Decreased metalloproteinase production as a response to mechanical pressure in human cartilage: a mechanism for homeostatic regulation

Jordi Monfort, Natalia Garcia-Giralt, María J López-Armada, Joan C Monllau, Angeles Bonilla, Pere Benito, Francisco J Blanco
Arthritis Research & Therapy 2006, 8 (5): R149
Articular cartilage is optimised for bearing mechanical loads. Chondrocytes are the only cells present in mature cartilage and are responsible for the synthesis and integrity of the extracellular matrix. Appropriate joint loads stimulate chondrocytes to maintain healthy cartilage with a concrete protein composition according to loading demands. In contrast, inappropriate loads alter the composition of cartilage, leading to osteoarthritis (OA). Matrix metalloproteinases (MMPs) are involved in degradation of cartilage matrix components and have been implicated in OA, but their role in loading response is unclear. With this study, we aimed to elucidate the role of MMP-1 and MMP-3 in cartilage composition in response to mechanical load and to analyse the differences in aggrecan and type II collagen content in articular cartilage from maximum- and minimum-weight-bearing regions of human healthy and OA hips. In parallel, we analyse the apoptosis of chondrocytes in maximal and minimal load areas. Because human femoral heads are subjected to different loads at defined sites, both areas were obtained from the same hip and subsequently evaluated for differences in aggrecan, type II collagen, MMP-1, and MMP-3 content (enzyme-linked immunosorbent assay) and gene expression (real-time polymerase chain reaction) and for chondrocyte apoptosis (flow cytometry, bcl-2 Western blot, and mitochondrial membrane potential analysis). The results showed that the load reduced the MMP-1 and MMP-3 synthesis (p < 0.05) in healthy but not in OA cartilage. No significant differences between pressure areas were found for aggrecan and type II collagen gene expression levels. However, a trend toward significance, in the aggrecan/collagen II ratio, was found for healthy hips (p = 0.057) upon comparison of pressure areas (loaded areas > non-loaded areas).

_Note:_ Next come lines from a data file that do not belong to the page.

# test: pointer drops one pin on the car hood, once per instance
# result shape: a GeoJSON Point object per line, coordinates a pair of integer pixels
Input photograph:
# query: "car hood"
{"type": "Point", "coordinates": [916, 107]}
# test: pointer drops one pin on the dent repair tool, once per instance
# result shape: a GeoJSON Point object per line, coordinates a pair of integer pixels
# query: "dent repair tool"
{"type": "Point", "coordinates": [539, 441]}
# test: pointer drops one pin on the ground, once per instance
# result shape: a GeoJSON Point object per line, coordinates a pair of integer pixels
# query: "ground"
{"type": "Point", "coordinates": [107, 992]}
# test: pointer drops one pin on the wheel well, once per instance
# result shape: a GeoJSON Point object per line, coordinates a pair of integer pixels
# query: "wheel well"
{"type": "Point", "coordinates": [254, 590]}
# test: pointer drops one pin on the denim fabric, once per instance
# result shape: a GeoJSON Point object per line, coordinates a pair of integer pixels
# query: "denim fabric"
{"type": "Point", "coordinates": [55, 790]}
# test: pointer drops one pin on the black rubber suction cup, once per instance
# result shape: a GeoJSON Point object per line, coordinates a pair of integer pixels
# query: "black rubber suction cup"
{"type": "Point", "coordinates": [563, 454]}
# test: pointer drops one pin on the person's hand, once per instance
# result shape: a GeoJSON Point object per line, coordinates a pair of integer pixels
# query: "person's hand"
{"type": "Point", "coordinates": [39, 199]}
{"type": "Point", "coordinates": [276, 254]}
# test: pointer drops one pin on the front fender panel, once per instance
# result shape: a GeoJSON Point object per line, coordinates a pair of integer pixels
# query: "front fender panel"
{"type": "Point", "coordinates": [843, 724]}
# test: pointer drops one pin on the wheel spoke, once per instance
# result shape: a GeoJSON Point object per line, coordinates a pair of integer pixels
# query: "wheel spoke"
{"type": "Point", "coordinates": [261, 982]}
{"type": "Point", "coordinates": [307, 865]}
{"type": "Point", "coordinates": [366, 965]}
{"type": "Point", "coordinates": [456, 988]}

Moreover, compared with normal cartilage, OA cartilage showed a 10- to 20-fold lower ratio of aggrecan to type II collagen, suggesting that the balance between the major structural proteins is crucial to the integrity and function of the tissue. Alternatively, no differences in apoptosis levels between loading areas were found--evidence that mechanical load regulates cartilage matrix composition but does not affect chondrocyte viability. The results suggest that MMPs play a key role in regulating the balance of structural proteins of the articular cartilage matrix according to local mechanical demands.